Le putsch constitutionnel du 3 février 2024
Au début du mois de Février 2024, le Sénégal était sous les feux de la rampe, a occupé le devant de la scène médiatique et fait la Une des plus grands journaux internationaux. Le 3 février, le président Macky Sall a pris, quelques heures avant l’ouverture de la campagne électorale, un décret pour annuler la convocation du corps électoral, actant ainsi le report sine die de l’élection présidentielle., une première depuis plus de 60 ans.
Dénouement pacifique de la crise politique
Au lieu de se plier aux injonctions du conseil constitutionnel, le président allait se lancer dans une fuite en avant, en convoquant un prétendu dialogue national, le 26 février 2024, à Diamniadio. Mais ce dialogue aussi illégal qu’illégitime, cherchait à repousser la date du scrutin de plusieurs mois, au lieu de fixer – dans les meilleurs délais – une nouvelle date pour l’élection présidentielle, seule voie de résolution de la crise politique profonde et inédite, qui mettait à mal le modèle démocratique sénégalais.
C’était sans compter avec la détermination du Conseil constitutionnel à faire respecter les dispositions de la loi électoral en sortant une décision en date du 5 mars 2024 et rendue publique le lendemain. Dans celle-ci, la feuille de route issue des travaux du prétendu dialogue national et qui proposait de remanier la liste des candidats et de reporter l’élection présidentielle au 2 juin 2024, a été rejetée, sans autre forme de procès, car elle aurait eu pour conséquence, de prolonger le mandat du président Sall, au-delà du 2 avril. C’est finalement la date du 24 mars 2024 qui sera retenue. Face à l’inéluctabilité de la victoire du candidat Bassirou Diomaye Faye, attestée par d’innombrables sondages, il ne restait plus au président Macky Sall, inquiet pour son propre devenir et celui de ses proches, qu’à faire voter, le 6mars 2024, une loi d’amnistie et à faire libérer, la semaine suivante, les centaines de militants PASTEF arbitrairement détenus. Parmi ces derniers figuraient le candidat officiel et le président d’un parti en pleine ascension, un parti, qu’on avait fini par dissoudre, en invoquant les motifs les plus fallacieux, ce qui ne s’était plus produit depuis le début des années 60.

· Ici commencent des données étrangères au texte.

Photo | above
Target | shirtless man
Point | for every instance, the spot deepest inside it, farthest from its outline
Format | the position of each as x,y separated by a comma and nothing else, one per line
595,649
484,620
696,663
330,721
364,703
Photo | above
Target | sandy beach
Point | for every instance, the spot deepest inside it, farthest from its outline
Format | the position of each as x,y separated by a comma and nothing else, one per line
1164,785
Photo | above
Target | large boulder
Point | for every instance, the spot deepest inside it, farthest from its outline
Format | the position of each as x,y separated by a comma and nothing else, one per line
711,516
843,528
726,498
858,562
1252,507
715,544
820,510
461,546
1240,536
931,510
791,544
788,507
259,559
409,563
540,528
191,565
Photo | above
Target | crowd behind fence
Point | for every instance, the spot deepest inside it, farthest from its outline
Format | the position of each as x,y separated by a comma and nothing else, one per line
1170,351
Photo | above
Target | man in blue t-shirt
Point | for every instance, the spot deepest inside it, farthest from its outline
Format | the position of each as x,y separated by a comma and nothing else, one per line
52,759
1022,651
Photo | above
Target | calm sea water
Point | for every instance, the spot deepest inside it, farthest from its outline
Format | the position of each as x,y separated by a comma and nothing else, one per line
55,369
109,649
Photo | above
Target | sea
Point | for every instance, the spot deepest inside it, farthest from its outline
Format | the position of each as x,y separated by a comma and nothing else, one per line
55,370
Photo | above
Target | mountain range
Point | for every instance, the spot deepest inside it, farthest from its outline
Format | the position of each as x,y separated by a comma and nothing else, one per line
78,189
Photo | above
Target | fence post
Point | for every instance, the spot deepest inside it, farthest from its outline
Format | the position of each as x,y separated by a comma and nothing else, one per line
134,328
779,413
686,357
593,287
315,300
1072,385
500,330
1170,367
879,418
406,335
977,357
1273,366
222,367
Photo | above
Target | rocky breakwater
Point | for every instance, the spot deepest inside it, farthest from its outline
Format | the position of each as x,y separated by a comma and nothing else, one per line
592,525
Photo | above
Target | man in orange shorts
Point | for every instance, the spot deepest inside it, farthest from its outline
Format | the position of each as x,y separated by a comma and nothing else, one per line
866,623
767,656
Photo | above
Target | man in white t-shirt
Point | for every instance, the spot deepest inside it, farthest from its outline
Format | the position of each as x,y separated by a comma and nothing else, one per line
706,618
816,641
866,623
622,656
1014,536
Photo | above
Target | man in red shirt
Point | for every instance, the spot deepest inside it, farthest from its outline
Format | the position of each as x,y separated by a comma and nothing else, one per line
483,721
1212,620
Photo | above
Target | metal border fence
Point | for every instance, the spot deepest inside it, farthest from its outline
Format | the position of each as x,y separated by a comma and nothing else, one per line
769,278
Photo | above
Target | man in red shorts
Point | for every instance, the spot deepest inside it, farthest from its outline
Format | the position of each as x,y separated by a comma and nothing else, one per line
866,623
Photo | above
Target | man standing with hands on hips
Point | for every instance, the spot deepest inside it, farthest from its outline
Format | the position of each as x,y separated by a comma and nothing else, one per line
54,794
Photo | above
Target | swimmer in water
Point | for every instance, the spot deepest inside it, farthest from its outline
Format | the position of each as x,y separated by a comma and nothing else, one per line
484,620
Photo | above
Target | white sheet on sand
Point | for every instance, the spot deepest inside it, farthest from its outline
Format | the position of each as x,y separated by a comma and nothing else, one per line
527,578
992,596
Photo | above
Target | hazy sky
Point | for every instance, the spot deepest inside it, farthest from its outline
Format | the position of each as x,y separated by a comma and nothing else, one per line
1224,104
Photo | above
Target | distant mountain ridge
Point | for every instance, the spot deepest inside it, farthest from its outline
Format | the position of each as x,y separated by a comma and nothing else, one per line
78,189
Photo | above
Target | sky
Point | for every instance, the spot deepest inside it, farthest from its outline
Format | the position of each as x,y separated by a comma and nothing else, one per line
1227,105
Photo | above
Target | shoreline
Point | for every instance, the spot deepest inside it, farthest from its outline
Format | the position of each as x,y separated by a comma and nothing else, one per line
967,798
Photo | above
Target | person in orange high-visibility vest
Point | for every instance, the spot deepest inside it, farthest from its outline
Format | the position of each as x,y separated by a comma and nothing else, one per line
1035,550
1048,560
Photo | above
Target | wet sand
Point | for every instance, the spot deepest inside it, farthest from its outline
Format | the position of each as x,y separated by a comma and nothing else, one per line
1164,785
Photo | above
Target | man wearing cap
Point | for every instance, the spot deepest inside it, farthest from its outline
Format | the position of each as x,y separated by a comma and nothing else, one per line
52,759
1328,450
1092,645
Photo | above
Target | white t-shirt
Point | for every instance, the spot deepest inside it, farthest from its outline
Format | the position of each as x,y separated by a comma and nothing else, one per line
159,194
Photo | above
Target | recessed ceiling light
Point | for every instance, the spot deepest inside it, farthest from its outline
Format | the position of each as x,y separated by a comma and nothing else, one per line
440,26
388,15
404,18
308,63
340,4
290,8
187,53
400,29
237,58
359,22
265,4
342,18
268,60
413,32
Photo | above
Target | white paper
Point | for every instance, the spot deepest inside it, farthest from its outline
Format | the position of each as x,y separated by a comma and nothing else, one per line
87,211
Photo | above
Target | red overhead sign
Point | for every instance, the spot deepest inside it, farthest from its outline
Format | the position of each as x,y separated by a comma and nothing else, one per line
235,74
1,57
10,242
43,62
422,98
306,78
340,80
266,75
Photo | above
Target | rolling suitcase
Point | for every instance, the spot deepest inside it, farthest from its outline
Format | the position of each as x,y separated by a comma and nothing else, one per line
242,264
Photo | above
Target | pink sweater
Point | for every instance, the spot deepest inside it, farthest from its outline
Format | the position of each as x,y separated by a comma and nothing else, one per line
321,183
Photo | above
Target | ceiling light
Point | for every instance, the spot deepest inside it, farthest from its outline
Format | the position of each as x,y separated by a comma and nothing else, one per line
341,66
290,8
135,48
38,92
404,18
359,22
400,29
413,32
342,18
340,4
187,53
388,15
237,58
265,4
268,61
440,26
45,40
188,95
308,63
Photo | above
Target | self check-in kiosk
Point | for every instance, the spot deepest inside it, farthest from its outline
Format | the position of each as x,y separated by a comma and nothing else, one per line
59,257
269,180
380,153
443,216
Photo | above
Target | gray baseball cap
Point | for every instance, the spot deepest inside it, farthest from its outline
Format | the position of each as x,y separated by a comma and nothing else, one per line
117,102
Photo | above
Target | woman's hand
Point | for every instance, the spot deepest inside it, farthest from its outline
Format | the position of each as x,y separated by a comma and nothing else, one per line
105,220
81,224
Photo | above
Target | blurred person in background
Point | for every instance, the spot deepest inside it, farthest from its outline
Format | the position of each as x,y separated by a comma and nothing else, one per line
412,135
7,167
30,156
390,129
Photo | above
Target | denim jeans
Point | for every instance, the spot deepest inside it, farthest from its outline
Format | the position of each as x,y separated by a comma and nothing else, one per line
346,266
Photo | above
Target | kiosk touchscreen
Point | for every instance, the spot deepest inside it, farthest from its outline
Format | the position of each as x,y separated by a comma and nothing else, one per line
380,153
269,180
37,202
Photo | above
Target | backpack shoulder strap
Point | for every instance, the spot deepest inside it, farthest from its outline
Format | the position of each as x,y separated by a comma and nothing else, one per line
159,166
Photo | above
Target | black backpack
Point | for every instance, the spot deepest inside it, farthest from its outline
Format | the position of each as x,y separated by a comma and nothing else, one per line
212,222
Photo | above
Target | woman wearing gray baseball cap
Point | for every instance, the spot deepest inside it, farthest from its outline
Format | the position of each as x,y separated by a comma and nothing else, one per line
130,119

La réalité des faits démentait formellement cette mesure administrative de dissolution du PASTEF, qui pouvait être considéré comme un des partis les plus dynamiques, les mieux structurés, ayant de remarquables capacités en termes de mobilisation de ressources internes. De plus, il a joué les premiers rôles, fait preuve de résilience, de constance et a payé un lourd tribut dans cette confrontation politique épique avec le régime du Benno-APR, dont il a mis à nu les tares que sont la mal-gouvernance illustrée par de multiples scandales à répétition et le soutien à la dépendance néocoloniale.
C’est donc, en toute logique, que le « duo présidentiel » Sonko-Diomaye du PASTEF auréolé d’un parcours prestigieux voire héroïque, a remporté l’éclatante victoire électorale du 24 mars 2024 acquise, dès le premier tour, en devançant le candidat de Benno, son adversaire et suivant immédiat de près de 20 points.